Vordiplom, Universität of Münster, Germany, 1988
Ph.D. UMass, Amherst, 1993
Postdoc. Harvard Medical School, 1994-1998
Biosynthesis and function of prokaryotic cell envelopes and their surface structures
Bacteria and archaea have complex cell envelopes that have several important functions, including providing a barrier that protects the cytoplasm from the environment. Along with its associated proteinaceous structures, it also ensures cell stability, facilitates motility and mediates adherence to biotic and abiotic surfaces. Although archaea are ubiquitous, present in all habitats examined thus far, including the human microbiome, compared to the bacteria, little is yet known about this domain of life. Using the genetically and biochemically amenable model archaeon Haloferax volcanii, my lab employs well-established techniques of molecular biology, biochemistry, and microscopy, as well as cutting edge technologies, such as RNAseq, to characterize the unique archaeal, as well as the highly conserved, aspects of archaeal cell surface biology.

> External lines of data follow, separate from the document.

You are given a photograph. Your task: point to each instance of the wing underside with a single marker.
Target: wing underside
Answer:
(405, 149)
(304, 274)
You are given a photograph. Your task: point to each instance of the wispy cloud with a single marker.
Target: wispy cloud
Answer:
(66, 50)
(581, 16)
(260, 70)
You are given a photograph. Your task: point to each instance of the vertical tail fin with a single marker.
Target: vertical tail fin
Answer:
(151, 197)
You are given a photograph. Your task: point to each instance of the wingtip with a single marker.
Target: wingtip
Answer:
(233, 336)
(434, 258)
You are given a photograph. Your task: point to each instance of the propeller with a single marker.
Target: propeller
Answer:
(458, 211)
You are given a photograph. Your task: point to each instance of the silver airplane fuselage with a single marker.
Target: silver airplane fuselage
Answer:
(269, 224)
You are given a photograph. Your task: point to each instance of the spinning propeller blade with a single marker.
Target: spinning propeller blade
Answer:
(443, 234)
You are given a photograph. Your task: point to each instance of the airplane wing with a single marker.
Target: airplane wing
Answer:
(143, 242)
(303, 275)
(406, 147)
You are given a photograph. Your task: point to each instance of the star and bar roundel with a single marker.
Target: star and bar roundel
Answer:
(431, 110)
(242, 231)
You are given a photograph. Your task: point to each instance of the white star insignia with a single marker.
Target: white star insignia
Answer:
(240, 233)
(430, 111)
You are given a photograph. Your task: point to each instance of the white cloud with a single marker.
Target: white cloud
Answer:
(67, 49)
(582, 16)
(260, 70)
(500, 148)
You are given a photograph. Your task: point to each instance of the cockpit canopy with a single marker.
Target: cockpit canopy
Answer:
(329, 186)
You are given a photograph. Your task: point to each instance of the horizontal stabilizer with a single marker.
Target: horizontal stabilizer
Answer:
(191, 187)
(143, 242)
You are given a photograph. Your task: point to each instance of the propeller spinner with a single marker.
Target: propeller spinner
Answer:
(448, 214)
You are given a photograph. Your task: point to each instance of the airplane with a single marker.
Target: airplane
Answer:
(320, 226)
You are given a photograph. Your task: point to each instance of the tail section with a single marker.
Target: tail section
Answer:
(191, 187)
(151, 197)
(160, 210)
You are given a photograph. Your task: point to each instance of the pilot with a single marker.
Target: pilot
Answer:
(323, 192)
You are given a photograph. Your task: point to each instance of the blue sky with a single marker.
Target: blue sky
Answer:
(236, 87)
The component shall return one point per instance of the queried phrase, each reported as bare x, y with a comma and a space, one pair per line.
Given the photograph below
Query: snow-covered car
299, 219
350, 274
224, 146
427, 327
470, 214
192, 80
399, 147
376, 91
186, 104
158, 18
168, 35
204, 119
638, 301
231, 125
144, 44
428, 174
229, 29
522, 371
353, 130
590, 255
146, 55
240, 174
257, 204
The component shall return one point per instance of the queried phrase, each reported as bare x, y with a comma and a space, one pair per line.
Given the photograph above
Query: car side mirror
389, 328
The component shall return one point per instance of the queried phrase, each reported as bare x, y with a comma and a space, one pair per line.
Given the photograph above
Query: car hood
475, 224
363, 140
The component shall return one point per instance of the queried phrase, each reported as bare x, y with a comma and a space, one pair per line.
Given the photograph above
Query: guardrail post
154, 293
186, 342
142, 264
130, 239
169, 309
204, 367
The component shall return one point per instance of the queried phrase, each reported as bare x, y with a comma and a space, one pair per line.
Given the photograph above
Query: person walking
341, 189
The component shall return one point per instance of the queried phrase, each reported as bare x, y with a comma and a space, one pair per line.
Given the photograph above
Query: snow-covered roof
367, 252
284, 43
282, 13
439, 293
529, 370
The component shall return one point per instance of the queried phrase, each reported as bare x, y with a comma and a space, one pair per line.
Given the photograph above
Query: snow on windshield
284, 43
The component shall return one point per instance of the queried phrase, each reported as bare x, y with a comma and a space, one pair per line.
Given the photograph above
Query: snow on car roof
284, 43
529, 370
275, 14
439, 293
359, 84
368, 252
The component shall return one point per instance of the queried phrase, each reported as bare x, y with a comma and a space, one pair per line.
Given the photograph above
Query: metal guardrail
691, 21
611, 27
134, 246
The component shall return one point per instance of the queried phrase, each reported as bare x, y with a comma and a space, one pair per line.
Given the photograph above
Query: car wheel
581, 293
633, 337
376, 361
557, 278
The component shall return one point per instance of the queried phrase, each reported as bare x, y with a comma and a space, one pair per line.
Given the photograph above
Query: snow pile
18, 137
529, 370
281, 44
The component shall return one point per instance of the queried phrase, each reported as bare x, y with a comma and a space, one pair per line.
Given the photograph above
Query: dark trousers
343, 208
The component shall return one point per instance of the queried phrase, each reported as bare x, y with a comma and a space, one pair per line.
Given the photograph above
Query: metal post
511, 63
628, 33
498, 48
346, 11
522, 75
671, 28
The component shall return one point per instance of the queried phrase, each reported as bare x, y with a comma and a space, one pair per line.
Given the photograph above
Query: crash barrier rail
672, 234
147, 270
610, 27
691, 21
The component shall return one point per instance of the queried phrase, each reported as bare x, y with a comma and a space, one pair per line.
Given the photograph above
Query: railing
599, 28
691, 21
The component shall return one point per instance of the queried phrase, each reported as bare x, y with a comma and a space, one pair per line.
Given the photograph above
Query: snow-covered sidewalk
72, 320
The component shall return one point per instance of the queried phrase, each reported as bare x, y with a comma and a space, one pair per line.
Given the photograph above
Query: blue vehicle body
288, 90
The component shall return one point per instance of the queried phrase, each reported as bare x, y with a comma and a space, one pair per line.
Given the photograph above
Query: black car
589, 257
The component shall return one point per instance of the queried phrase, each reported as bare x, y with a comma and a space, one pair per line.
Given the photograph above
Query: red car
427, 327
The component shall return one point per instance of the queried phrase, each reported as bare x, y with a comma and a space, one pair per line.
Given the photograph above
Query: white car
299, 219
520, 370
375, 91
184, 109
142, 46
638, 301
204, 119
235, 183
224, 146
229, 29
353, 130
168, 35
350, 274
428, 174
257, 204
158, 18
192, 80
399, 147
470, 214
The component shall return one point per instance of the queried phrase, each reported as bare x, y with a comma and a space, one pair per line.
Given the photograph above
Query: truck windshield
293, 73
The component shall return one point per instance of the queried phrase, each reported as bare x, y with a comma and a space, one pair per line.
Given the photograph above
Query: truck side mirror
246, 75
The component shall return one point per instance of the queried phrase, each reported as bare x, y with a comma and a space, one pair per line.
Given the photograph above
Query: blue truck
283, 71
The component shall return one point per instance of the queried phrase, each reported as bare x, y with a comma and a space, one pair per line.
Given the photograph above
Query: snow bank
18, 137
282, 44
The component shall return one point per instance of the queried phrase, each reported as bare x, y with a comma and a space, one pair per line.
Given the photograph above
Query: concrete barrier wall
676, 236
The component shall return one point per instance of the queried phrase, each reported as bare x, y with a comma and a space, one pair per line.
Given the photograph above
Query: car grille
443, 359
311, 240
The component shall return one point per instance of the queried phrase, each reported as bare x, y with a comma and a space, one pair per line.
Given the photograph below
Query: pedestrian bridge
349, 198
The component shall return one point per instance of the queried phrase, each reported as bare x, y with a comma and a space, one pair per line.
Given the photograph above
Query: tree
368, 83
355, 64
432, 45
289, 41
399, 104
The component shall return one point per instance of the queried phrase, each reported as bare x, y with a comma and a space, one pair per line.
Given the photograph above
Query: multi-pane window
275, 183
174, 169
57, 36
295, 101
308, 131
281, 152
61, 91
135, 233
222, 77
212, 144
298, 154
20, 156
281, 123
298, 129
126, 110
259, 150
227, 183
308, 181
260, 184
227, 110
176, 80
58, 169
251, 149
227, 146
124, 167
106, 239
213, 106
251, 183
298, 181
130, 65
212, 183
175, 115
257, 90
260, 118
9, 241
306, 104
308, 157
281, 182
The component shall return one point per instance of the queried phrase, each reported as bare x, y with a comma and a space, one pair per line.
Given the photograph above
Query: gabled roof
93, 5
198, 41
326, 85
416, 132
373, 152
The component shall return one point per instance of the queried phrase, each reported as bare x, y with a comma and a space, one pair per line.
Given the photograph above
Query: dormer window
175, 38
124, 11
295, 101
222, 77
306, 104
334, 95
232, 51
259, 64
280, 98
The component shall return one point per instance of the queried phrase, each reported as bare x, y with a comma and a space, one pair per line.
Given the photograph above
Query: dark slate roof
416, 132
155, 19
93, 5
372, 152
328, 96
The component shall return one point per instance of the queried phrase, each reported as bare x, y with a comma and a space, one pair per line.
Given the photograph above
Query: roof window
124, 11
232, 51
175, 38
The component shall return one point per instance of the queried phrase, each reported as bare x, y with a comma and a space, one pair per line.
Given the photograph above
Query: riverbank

Our lab’s extensive characterization of the evolutionarily conserved Sec pathway, as well as the Tat pathway, advanced the understanding of protein transport across both domains of prokaryotes. Exciting results from our recent analyses of cell surface anchoring strategies of archaeal proteins have uncovered a seemingly unique archaeal surface anchoring strategy and also revealed a novel membrane anchoring mechanism that is conserved between archaea and bacteria. Furthermore, our analyses of archaeal surface filaments led to the identification of previously unknown roles of type IV pilins in the regulation of early steps in biofilm formation (Fig. 1). The lab has used the data gleaned from these in vivo studies to develop novel software programs, as well as to improve existing ones, that predict the substrates that use specific transport and cell surface anchoring pathways. Information gleaned from these studies has invariably been used to further develop our understanding of the molecular mechanisms that have allowed haloarchaea to adapt to high salt conditions and could shed light on how alien life may withstand extreme conditions, such as the highly salty fluids on Mars (see Astrobiology-Magazine article).